Click once to turn on.
I turn on my light and immediately shine it into Rich’s face. “Turn it off!”
Click again to turn off.
But then things begin to get really tricky. They tell me to turn it off then on so the white light will change from the center (proximity) to the outside (distance) OK, got it. On and off and on. On, off, on. On-off-on…drop the floor…
I feel chuffed at this point. I made something happen! And the next section, too, is a breeze. I’m on cloud nine. Battery consumption is measured by three lights. Green means you’re at full power, yellow is only adequate, and red means you’re running down. And you can even save power by dimming the light, simply hold the button down and the light will slowly dim, hit bottom and blink at you, then begin brightening again.
This is fun!
But soon dark clouds move in as I enter territory meant to confuse this Blissful Hiker. It seems if you want to switch the light to red so you don’t blind your hiking pals, you better pay close attention.

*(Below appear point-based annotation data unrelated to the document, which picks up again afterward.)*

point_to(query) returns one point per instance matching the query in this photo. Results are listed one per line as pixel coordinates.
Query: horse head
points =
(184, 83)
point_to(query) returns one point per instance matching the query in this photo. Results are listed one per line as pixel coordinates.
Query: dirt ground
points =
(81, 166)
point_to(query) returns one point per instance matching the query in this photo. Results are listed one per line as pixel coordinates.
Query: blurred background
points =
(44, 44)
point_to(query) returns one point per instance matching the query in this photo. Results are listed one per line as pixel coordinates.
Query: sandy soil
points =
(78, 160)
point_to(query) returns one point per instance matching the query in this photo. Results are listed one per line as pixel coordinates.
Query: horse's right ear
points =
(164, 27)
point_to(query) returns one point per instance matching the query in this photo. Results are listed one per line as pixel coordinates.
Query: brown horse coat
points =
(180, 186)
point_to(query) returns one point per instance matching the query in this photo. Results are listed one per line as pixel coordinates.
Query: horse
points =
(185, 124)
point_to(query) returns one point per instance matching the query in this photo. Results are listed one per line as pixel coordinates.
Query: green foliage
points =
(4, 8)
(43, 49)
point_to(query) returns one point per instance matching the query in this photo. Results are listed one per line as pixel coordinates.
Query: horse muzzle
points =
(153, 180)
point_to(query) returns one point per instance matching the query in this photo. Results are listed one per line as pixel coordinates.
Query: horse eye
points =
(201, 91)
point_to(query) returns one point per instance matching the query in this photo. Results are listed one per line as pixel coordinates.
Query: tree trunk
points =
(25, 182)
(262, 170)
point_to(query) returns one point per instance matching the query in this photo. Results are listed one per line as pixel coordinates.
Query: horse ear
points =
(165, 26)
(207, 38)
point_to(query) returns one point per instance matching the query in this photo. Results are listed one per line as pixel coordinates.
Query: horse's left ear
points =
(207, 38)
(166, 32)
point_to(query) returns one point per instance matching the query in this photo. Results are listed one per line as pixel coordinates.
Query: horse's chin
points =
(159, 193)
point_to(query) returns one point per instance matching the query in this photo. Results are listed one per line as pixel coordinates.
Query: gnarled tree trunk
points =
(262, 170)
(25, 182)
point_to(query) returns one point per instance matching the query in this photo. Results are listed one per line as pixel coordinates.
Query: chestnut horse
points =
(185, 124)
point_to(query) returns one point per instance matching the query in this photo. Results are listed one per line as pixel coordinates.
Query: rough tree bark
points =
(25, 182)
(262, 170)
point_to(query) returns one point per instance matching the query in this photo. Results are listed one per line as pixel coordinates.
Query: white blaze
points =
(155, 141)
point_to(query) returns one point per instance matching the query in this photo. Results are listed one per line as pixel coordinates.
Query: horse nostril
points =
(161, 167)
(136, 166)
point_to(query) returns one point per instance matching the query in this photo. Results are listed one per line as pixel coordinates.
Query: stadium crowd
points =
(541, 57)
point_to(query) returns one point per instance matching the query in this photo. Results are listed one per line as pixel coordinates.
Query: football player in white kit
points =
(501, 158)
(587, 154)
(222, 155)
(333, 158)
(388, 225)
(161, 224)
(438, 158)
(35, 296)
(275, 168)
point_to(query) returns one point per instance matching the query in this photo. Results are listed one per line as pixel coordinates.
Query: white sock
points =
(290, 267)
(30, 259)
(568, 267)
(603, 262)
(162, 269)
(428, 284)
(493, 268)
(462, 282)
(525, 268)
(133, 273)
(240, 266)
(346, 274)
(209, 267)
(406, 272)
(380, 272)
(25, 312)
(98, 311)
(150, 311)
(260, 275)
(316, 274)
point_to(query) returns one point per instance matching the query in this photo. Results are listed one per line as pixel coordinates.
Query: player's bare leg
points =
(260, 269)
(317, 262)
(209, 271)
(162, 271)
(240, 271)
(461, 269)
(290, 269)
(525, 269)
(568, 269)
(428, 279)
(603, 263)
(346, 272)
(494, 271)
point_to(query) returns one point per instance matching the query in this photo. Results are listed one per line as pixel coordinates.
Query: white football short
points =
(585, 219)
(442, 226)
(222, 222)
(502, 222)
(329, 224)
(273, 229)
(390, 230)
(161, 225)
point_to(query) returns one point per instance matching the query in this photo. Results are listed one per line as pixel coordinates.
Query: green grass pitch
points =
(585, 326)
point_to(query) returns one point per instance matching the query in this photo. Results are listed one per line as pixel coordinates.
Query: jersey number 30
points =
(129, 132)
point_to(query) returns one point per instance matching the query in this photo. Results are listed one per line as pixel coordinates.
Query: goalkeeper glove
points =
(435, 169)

With the power off, hold the switch down for three seconds.
OK, easy enough. And then my lovely headlamp friends tell me just repeat it and the white light pops back on. So hold down the switch three seconds – from off! – and the red light magically comes on.
But wait, there’s more. It seems the universal sign for an emergency on the trail and to get the attention of passing airplanes or paragliders is a flashing light and this little light of mine has that function too. Instead of holding the button down, you click it three times and you get the strobe light.
But didn’t I just click three times when I was switching from proximity to distance?? I am so confused!
“Just think of Dorothy wanting to get back to Kansas,” Richard says helpfully.
It works, but I’m sure that in the field I’ll likely simply give up, put the light away and go to sleep no matter the time. But I soon find that even that is a challenge.
With power off in the white mode, hold the switch down for 6 seconds.
The light will cycle through red, then the blue indicator light in the battery window will activate.
Makes sense, but maybe it’s because the light has to pass through white to red before the little blue light flashes to tell me all is well that I want to release the button too soon. Stay the course, Alison, don’t let up, don’t go into the light!!
The light goes out.
And all is well.
At this point you’re probably asking, why not just upgrade, Alison? I am sure things are on the upswing in the headlamp arena and I can afford a new light. Call it laziness, call me cheap, call me determined to become the William Tell of headlamp functionality, but I am not giving up on this little light of mine.
Not yet anyway.
I don’t really use my headlamp all that much except for tent selfies.
Specs at a Glance
- Lumens : 300
- Weight With Batteries : 3.1 oz
- Max Distances : [High] 80 m; [Low] 16 m
- Max Burn Time : [High] 30 H (est.); [Low] 175 H (est.)
alison young is too cheap to buy the up dated Spot but did buy this older model.